This invention relates to the detection of toxic substances, and finds application in the detection of substances toxic to bacteria in waste water. The invention relates particularly, but not exclusively, to the detection of substances toxic to nitrifying, denitrifying and carbon-degrading bacteria.

Various legislation exists which seeks to control the amount of harmful materials present in waste water for example limiting the levels of ammonia which can be discharged to water courses. These have been introduced to protect water courses from the harmful environmental effects of ammonia.

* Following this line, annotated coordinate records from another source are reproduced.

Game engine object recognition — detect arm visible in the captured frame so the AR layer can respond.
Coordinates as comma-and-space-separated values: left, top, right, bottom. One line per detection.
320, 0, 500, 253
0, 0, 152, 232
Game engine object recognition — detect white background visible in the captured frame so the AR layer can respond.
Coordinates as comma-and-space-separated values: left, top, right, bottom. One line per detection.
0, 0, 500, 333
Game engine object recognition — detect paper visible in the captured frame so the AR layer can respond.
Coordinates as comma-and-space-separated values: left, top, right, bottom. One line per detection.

A widely used method of controlling ammonia levels in water is the biological oxidation of ammonia to nitrate using nitrifying bacteria. However, these bacteria are very sensitive to, and are easily inhibited by, a wide range of toxic substances, for example organic compounds and heavy metals. Similarly, other bacteria types are used to control the levels of other harmful materials in waste water. These also are susceptible to toxic substances.

Waste water carrying such substances can have devastating effects if allowed to enter waste water treatment plants, where bacteria are often used. There is therefore a need for a method of detecting these toxic substances prior to the waste water entering the plant.

This may be achieved by assessing the effect of such substances on bacteria, for example the inhibition of bacteria may be measured.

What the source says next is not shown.